I also don't agree with getting certified blind by an instructor. How is the instructor "blind" if they see my previous certs (from the same agency) and have me for a classroom session and see my exam results? The only things they are "blind" to are things that are not relevant to what they are being asked to certify.

If I go to FL and get my cert, I would be diving wet. But my cert would allow me to dive dry. Diving dry actually poses more of a challenge to buoyancy than diving wet. If I did go to FL, should the instructor require me to do my in-water skills in a dry suit? Or is it okay for them to certify me for AN/DP while "blind" to my dry suit buoyancy control (which they would be certifying)? Aren't you worried that the instructor could get sued if I go dive dry and have an accident? If you can throw "certified for the conditions in which you trained" on there and that makes it okay to certify me while "blind" to my dry suit diving skills, then why can't you do more or less the same thing with a classroom-only Helitrox cert?

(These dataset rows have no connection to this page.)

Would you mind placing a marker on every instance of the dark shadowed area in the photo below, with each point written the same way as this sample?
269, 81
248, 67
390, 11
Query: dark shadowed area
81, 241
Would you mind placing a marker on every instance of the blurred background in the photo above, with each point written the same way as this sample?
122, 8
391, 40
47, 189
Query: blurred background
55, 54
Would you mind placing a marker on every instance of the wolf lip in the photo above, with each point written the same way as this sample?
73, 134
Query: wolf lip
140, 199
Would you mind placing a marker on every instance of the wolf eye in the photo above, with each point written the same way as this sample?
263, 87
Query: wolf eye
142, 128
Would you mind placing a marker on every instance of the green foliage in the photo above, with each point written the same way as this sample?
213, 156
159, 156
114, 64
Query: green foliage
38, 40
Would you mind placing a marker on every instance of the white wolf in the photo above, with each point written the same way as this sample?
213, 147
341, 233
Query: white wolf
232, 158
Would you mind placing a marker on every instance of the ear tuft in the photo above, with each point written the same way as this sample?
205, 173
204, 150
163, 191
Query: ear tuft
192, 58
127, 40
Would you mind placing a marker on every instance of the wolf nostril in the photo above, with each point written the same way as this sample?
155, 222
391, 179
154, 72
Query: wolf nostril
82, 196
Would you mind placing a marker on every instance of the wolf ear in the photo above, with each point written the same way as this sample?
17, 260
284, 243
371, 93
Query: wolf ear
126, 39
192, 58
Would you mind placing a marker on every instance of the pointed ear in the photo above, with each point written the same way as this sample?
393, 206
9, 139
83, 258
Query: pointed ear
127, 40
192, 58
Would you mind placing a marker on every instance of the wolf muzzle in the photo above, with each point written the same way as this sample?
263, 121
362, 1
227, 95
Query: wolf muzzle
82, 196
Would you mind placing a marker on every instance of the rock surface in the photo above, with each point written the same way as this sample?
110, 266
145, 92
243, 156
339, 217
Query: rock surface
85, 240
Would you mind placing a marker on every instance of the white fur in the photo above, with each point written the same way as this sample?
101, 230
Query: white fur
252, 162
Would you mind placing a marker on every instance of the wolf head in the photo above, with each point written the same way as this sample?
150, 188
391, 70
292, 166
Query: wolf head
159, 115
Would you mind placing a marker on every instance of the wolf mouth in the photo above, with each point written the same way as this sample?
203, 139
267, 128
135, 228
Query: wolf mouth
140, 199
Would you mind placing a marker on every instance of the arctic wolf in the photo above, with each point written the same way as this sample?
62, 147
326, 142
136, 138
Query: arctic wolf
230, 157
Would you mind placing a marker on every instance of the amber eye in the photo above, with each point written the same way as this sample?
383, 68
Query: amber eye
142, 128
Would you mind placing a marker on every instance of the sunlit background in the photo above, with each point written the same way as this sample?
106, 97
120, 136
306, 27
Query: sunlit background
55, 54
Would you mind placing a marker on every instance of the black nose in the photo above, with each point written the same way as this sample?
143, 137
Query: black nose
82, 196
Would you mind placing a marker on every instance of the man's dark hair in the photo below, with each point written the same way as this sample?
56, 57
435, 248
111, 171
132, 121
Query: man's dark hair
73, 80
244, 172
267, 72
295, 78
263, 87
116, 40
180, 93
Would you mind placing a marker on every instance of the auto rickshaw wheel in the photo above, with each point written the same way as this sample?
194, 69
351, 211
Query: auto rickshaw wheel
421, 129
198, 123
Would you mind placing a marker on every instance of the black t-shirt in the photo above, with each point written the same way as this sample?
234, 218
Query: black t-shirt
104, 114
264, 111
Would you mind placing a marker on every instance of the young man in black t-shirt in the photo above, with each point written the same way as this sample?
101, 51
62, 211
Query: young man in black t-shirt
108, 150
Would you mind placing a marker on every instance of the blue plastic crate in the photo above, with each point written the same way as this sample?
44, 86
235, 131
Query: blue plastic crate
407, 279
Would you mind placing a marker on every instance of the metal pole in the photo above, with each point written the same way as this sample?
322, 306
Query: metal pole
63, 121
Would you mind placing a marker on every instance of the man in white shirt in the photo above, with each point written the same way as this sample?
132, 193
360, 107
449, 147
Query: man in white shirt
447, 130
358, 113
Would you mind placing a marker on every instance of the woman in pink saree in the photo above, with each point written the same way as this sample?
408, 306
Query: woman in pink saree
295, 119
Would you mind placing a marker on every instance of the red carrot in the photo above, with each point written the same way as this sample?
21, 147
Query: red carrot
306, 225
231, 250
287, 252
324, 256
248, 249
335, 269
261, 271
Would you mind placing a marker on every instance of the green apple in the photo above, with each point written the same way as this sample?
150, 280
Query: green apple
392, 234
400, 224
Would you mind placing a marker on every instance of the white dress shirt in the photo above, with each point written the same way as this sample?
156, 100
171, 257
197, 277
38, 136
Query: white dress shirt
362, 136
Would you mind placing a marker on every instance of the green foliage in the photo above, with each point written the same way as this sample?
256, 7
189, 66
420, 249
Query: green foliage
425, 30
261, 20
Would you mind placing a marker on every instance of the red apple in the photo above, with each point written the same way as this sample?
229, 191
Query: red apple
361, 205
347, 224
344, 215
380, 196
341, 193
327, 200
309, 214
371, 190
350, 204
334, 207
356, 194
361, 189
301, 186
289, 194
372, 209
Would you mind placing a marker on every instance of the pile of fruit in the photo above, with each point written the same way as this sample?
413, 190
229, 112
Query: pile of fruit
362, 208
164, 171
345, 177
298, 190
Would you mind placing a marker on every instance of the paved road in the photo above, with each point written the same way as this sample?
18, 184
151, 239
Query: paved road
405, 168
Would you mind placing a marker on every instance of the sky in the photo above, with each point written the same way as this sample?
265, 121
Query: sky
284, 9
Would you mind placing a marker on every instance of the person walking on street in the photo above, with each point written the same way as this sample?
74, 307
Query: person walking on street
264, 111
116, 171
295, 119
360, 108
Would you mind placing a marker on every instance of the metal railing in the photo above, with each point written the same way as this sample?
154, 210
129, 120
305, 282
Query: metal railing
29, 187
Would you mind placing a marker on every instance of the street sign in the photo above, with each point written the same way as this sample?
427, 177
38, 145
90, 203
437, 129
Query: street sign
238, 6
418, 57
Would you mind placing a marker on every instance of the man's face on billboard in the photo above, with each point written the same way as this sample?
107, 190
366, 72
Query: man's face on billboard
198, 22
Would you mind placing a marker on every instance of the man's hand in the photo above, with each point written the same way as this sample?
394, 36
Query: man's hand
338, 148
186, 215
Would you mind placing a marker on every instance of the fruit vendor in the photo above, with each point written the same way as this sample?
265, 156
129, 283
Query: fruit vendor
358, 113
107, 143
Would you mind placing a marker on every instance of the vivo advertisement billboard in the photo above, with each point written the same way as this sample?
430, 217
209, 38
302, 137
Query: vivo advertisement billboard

I got my TDI Nitrox, which is "tech cert", right? I didn't have to do any dives for that. Why was that okay?


Let's be real here. You want to change the discussion from AN/DP -> Helitrox to "any tech cert". You want to change the discussion from a TDI-specific special case to talking about having a GUE cert and being given SDI certs. You want to change the discussion from AN/DP -> Helitrox to people who have AN/DP can't be trusted to have the skills that AN/DP standards require. And you haven't yet responded to the direct question I asked - namely, what about diving 20% Helium requires a higher level of in-water skills than diving 150' and decoing on 100%.

So, apparently, you are just here to muddy the waters and argue for the sake of arguing. I'm done responding.
 
There used to be a fantastic video on youtube (that I have shared on a previous thread, but it seems the owner has deleted it) to illustrate my point, but it's gone, so you have to take my word for it. But an instructor cannot guarantee just because a student has a card that says they are qualified to x depth and to use x gases, that they actually have any business at that depth. Even if it is the same agency. If they haven't seen you in the water, they cannot guarantee your skill level, and at the end of the day, it is their asses, credentials, and livelihood on the line. If you wanted helitrox, you should have either waited until your chosen instructor was able to teach the course, or found an instructor, that you liked, who taught it.
 
an instructor cannot guarantee just because a student has a card that says they are qualified to x depth and to use x gases, that they actually have any business at that depth.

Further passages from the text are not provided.